Why I Don’t Do It Anymore
As temperatures cool down, our neighborhood sidewalks are filled with people enjoying the fresh air. Everyone hibernates through the brutal Texas summers, so naturally they will want to shed those extra pounds and exercise their dogs during the fall. The fact that more people are outside isn’t the reason why I don’t walk my dogs anymore. Instead, these are the two major reasons why I stopped bringing my dogs along for walks.
Cooler temperatures means more dogs are left outside in backyards unattended. As I walk by a house, these unattended dogs run along fence lines and start barking loudly. Some dogs even bang on windows barking fiercely indoors. These dog behaviors are super annoying and alarming for both my dogs and myself.
I’m forced to navigate sidewalks to avoid rude dog behavior. Plus, seeing rude dogs barking is extremely stressful for my dogs. Think about it this way: Dogs barking and lunging behind fences and windows is equivalent to them screaming, “I’m gonna beat you up fool,” to the passerby dog. Not only is this impolite behavior to other dogs, but it’s downright rude and preventable too. No dog should deal with this nasty dog behavior during a daily walk.

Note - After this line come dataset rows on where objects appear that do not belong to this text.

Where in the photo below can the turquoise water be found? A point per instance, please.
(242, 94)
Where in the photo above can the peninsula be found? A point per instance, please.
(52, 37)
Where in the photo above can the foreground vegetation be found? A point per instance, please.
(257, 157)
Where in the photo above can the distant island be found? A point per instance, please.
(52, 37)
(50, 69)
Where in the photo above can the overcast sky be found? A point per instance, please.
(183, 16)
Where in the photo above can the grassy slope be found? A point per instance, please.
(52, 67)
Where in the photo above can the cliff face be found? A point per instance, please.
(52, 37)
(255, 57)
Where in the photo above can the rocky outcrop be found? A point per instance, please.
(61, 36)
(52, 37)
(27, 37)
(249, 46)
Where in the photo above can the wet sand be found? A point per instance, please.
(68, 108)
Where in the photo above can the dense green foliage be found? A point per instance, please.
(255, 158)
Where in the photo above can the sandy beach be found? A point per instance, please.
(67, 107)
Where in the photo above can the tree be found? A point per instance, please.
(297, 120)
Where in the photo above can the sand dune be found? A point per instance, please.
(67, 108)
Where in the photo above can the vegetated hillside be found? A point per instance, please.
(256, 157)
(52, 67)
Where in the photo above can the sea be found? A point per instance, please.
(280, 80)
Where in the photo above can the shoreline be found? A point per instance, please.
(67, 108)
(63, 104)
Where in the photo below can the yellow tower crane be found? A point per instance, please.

As humans, we understand these dogs are contained, but our dogs don’t understand that. Instead, they feel like they’re walking on eggshells, fearing for their safety. Also, constant exposure to a rude dog while on leash can lead to your dog becoming leash aggressive. Being continuously bombarded with threatening dogs that they can’t run away from may cause them to be threatening back. On the flip side, the dogs doing the barking and lunging from behind the fence learn that their aggressive behavior makes dogs leave, so they in turn become dog aggressive.
Today, I encountered two loose dogs within 20 feet of my home. Thankfully, I don’t bring my dogs walking with me any longer, but it still makes me extremely upset when inconsiderate dog owners leave their dogs loose outside. I have a few choice words with owners if they are around. Loose dogs are dangerous and can charge at your dog while walking, which teaches your dog dog aggression. By far, loose dogs make my hackles stand on end.

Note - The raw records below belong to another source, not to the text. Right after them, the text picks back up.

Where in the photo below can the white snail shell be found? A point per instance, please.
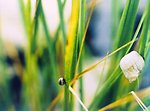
(131, 65)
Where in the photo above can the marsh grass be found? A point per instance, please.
(63, 56)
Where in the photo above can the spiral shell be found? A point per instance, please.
(131, 65)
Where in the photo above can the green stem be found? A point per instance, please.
(60, 8)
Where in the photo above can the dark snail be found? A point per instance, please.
(61, 81)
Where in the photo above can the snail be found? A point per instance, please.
(61, 81)
(131, 65)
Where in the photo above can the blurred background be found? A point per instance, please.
(13, 43)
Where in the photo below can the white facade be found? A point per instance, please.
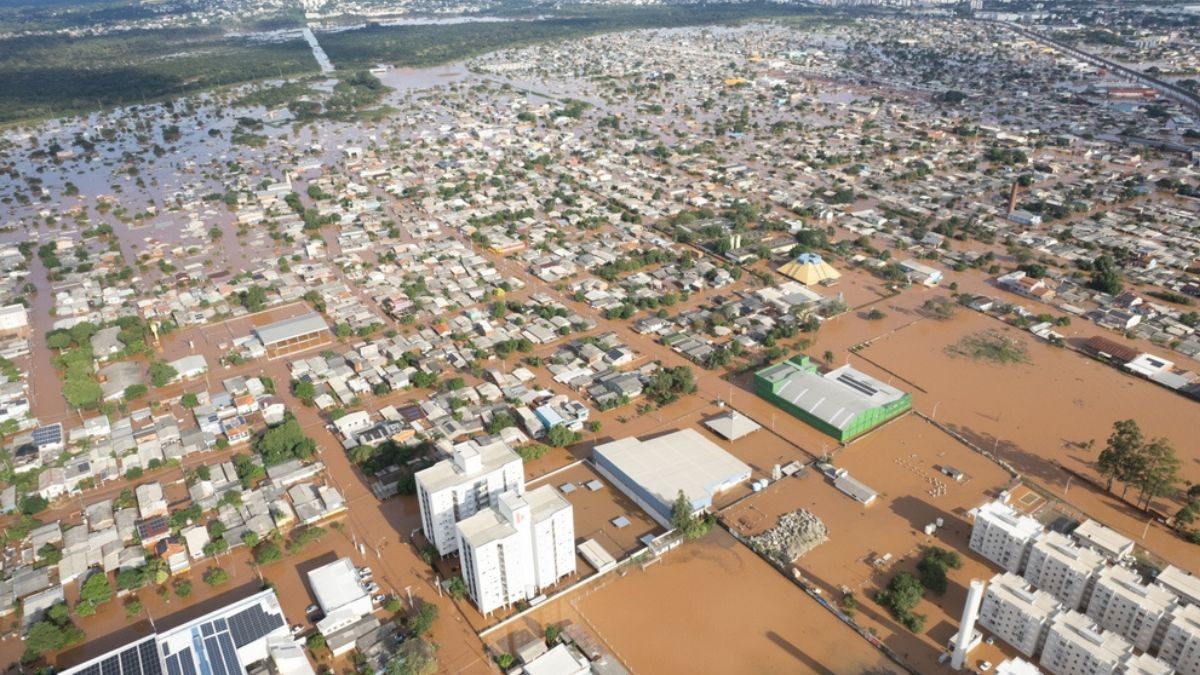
(1003, 536)
(1181, 643)
(1122, 603)
(457, 488)
(1062, 568)
(1077, 646)
(511, 551)
(1017, 614)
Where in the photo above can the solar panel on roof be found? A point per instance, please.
(251, 625)
(229, 653)
(130, 663)
(185, 661)
(150, 662)
(216, 663)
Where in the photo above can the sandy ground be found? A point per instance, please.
(671, 616)
(901, 461)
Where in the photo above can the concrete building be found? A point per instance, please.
(1077, 646)
(1003, 536)
(513, 550)
(457, 488)
(340, 595)
(293, 335)
(1180, 583)
(1126, 605)
(843, 402)
(653, 472)
(1062, 568)
(1114, 545)
(226, 641)
(1181, 641)
(1018, 614)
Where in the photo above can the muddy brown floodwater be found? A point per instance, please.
(1039, 414)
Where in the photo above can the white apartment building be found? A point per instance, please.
(472, 479)
(1123, 604)
(511, 551)
(1003, 536)
(1062, 568)
(1113, 544)
(1017, 614)
(1145, 664)
(1180, 583)
(1181, 643)
(1077, 646)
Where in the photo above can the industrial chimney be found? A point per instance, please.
(966, 628)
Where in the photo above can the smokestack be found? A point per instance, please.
(966, 628)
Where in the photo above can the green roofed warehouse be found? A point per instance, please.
(843, 402)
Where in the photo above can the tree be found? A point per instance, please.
(315, 641)
(1105, 275)
(1119, 460)
(33, 505)
(685, 521)
(96, 590)
(933, 567)
(267, 553)
(1159, 473)
(559, 436)
(215, 577)
(82, 392)
(162, 374)
(423, 621)
(413, 657)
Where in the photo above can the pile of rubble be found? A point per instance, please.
(797, 533)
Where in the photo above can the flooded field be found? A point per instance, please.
(709, 592)
(1041, 414)
(903, 463)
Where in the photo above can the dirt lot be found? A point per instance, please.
(901, 463)
(1038, 414)
(709, 592)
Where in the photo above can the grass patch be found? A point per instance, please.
(990, 346)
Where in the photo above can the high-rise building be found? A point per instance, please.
(1181, 583)
(472, 479)
(1003, 536)
(1018, 614)
(1181, 641)
(513, 550)
(1077, 646)
(1062, 568)
(1126, 605)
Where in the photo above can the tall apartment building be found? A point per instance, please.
(1015, 613)
(1181, 583)
(457, 488)
(1077, 646)
(1003, 536)
(511, 551)
(1123, 604)
(1181, 641)
(1062, 568)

Neighbors, Contain Your Dogs!
Yes, I’ve screamed this very sentence at the top of my lungs numerous times. Pet owners must contain their dogs! Keep your dogs secured indoors or behind a fence, and never leave a dog unattended outdoors. Additionally, stop allowing dogs to bark and lunge at dogs (or anyone). Crate your window barking dog or keep him in an area with no access to windows. Trust me, while it seems like your dog is just “letting off steam,” your dog is becoming dog aggressive and you can be sued if your dog hurts someone or another dog.
How to Safely Exercise Your Dog
Of course, we all need exercise, including our dogs. Remember, mental stimulation is just as exhausting as physical exercise, so keep your dog’s brain busy. Here are a few options to keep your dog mentally and physically fit:
- Play fetch daily.
- Enroll in a weekly group class, such as nose work, agility or fly ball.
- Provide all meals in food puzzles and stuff in toys.
- Teach your dog to walk on a treadmill.
- Toss kibble or treats into your backyard.
- Play nose work games indoors.
- Go hiking on private property—with permission, of course.
- Bring your dog on car rides.
Rethink walking your dog around rude dogs. As pet owners, it’s our job to keep our dogs safe.